February 16, 2016 - 08:06 AMT
PanARMENIAN.Net - Historian Khatchig Mouradian will present an illustrated lecture, titled “Genocide and Humanitarian Resistance in Ottoman Syria, 1915-1917,” at the Graduate Center at the City University of New York (CUNY) on Friday, Feb 19, the Armenian Weekly reports.
Organized by the Middle Eastern and Middle Eastern American Center (MEMEAC), the lecture will explore the assault on, and the humanitarian resistance waged by Armenian deportees in Ottoman Syria during World War I.

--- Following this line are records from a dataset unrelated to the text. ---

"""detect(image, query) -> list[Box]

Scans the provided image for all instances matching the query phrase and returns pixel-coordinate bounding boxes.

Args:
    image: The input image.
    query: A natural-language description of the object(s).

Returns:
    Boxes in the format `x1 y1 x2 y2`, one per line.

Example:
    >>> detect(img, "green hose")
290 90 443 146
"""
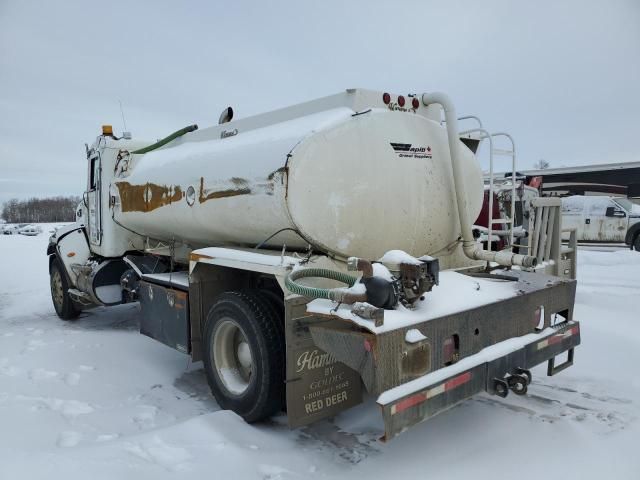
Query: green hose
131 125 198 155
284 268 358 301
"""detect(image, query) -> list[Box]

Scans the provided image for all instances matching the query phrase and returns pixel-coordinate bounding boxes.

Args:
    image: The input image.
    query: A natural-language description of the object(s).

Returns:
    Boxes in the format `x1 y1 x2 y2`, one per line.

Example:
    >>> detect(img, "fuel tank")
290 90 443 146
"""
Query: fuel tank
110 107 483 259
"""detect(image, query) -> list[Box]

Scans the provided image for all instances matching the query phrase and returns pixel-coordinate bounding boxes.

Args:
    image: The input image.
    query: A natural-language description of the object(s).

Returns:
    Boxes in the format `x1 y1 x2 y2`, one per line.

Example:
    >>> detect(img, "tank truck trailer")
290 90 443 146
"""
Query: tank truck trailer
47 89 580 440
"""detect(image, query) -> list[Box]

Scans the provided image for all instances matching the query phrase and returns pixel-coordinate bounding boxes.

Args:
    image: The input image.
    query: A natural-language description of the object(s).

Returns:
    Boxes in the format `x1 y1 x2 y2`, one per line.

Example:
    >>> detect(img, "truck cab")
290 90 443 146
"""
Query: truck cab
562 195 640 251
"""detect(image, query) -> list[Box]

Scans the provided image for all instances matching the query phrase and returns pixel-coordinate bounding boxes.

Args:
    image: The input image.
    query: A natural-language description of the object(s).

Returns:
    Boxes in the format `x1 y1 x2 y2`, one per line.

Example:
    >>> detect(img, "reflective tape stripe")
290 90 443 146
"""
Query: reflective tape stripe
391 372 471 415
536 326 580 350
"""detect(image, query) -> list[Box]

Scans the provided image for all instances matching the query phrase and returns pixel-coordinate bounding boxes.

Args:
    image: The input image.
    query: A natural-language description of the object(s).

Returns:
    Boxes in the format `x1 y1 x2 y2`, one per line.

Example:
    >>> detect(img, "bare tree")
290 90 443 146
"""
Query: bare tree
0 196 80 223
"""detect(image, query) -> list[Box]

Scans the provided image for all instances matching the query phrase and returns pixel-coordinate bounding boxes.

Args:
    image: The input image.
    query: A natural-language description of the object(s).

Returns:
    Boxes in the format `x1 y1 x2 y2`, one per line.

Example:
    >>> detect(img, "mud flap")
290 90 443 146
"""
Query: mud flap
285 298 362 427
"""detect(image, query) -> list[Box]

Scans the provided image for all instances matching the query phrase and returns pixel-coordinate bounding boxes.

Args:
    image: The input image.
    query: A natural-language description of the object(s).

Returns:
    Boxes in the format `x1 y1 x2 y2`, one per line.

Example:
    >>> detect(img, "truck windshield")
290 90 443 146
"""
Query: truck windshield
613 198 633 212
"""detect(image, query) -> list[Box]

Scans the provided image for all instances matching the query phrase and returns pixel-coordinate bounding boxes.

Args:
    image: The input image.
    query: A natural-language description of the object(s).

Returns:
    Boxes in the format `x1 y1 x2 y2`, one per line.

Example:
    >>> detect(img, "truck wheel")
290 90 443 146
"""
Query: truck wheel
49 258 80 320
203 291 285 422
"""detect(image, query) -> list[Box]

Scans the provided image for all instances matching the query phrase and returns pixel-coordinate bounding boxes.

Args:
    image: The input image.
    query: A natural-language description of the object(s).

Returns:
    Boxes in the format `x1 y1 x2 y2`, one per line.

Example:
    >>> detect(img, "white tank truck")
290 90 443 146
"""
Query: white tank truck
47 89 580 439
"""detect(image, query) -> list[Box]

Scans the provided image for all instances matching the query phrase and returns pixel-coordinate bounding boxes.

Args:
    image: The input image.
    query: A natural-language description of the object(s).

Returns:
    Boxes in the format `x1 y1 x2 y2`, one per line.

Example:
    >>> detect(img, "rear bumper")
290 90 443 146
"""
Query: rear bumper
378 321 580 440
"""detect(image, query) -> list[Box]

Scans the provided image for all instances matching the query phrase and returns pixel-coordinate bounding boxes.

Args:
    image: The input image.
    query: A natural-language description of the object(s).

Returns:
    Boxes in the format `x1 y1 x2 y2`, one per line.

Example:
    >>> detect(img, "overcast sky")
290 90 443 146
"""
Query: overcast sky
0 0 640 202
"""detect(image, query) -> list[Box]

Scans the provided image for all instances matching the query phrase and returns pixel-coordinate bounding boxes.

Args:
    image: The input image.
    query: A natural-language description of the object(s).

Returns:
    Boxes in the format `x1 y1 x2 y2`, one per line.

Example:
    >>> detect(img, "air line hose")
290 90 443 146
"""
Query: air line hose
131 125 198 155
284 268 366 303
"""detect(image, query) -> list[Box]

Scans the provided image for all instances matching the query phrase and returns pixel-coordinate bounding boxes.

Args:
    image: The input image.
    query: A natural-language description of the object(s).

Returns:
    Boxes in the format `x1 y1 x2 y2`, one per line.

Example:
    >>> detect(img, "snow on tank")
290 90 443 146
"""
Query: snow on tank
111 93 483 258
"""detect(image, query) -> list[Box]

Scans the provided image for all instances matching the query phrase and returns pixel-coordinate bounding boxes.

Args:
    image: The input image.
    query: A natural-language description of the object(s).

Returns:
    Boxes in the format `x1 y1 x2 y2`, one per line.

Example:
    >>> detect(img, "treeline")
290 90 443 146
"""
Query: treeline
1 196 80 223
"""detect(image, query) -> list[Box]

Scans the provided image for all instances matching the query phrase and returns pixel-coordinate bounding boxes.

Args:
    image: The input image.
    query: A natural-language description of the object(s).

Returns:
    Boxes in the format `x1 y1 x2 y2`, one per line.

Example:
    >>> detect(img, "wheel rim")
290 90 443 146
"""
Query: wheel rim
212 318 253 395
51 270 64 310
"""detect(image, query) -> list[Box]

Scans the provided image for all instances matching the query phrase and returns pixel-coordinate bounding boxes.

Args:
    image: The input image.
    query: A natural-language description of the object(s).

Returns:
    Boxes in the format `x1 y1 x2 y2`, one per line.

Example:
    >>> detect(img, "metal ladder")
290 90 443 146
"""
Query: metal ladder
458 115 516 251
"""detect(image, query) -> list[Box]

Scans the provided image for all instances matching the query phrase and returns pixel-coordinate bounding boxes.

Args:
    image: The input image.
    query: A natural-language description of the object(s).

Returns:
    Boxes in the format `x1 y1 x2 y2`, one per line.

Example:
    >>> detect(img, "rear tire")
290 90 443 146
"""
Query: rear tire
203 291 285 423
49 258 80 320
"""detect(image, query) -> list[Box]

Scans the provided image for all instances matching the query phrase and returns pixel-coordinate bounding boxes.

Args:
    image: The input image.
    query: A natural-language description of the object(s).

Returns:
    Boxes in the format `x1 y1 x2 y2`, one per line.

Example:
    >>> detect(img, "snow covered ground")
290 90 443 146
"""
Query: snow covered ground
0 227 640 480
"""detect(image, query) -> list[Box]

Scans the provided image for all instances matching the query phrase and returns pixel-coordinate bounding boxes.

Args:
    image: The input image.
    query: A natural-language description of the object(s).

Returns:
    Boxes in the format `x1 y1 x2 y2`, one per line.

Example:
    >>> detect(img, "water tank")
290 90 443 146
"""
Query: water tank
111 107 483 259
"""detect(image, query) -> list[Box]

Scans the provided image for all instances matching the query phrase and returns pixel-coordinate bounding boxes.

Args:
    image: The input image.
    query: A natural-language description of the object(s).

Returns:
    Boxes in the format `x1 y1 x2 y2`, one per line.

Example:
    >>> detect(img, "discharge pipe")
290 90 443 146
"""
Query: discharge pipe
422 92 537 267
131 125 198 155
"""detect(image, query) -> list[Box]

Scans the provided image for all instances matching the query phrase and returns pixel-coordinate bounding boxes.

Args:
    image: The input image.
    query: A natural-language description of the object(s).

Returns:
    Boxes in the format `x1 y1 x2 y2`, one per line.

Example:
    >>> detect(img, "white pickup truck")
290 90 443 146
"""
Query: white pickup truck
562 195 640 251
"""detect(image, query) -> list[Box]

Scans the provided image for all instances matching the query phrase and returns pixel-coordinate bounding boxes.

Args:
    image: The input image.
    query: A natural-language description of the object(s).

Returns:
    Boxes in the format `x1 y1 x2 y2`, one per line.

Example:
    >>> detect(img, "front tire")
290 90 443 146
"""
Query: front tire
49 258 80 320
203 291 285 423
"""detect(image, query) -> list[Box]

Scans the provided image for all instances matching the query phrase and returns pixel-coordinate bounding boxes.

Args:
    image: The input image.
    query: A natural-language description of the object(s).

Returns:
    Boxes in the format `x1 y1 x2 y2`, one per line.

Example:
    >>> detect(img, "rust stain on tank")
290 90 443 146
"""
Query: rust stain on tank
198 177 251 203
116 182 184 212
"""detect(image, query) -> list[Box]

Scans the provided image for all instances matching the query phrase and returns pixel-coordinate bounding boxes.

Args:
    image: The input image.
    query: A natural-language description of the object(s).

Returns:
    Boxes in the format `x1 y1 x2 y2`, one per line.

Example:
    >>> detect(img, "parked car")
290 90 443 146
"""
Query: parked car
562 195 640 251
18 225 42 237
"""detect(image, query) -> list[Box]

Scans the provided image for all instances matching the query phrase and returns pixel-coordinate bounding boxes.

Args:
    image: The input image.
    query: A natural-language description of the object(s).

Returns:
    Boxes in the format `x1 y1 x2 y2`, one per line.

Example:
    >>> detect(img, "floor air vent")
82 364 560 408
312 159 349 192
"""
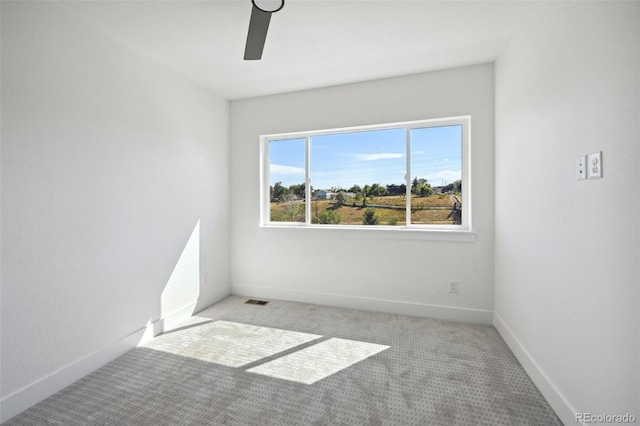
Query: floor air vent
244 299 269 306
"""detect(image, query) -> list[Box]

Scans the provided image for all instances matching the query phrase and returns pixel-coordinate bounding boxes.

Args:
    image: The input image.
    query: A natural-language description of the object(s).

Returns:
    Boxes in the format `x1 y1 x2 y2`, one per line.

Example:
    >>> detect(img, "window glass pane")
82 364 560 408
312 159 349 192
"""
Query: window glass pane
411 125 463 225
311 129 407 225
269 138 305 222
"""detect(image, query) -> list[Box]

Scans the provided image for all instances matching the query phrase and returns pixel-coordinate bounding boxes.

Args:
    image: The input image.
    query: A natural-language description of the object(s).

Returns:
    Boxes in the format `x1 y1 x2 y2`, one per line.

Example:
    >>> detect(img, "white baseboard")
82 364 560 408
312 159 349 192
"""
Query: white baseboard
0 302 195 423
493 312 578 425
231 285 493 324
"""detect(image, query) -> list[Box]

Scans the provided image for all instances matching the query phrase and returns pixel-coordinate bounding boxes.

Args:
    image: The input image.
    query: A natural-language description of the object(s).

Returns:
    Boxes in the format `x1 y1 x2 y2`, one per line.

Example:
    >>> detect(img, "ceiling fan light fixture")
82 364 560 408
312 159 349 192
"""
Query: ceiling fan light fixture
251 0 284 13
244 0 284 61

Mouradian will present a multifaceted account of developments in Aleppo and across the network of concentration camps in Ras ul-Ain and along the banks of the Euphrates River from Meskeneh to Der Zor during the war, drawing upon previously untapped primary sources as well as fresh insights from others. The interactions between the local, regional, and central authorities on the one hand, and the humanitarian resistance waged by a network of Armenians aided by locals and western missionaries on the other, will be the focus of the illustrated presentation. Positioning the war effort at the core of Ottoman policies towards deportees in Ottoman Syria, the speaker will examine how, and why, a series of fateful decisions affecting hundreds of thousands of Armenian deportees, rolled out beginning in fall 1915, culminated in a second wave of massacres in the Syrian desert in summer 1916, and how thousands of Armenians survived the carnage through the efforts of the humanitarian resistance network.
Professor Armen T. Marsoobian will serve as discussant. He is a professor of philosophy at Southern Connecticut State University. His books include Fragments of a Lost Homeland: Remembering Armenia (I.B. Tauris, 2015).
Dr. Khatchig Mouradian is a visiting assistant professor at the Division of Global Affairs at Rutgers University and the coordinator of the Armenian Genocide Program at the university’s Center for the Study of Genocide and Human Rights (CGHR). He teaches courses on imperialism, mass violence, and concentration camps in the History and Sociology departments at Rutgers. Mouradian is also adjunct professor at the Philosophy and Urban Studies departments at Worcester State University, where he teaches courses on urban space and conflict in the Middle East, genocide, collective memory, and human rights. Mouradian holds a PhD in history from the Strassler Center for Holocaust and Genocide Studies at Clark University.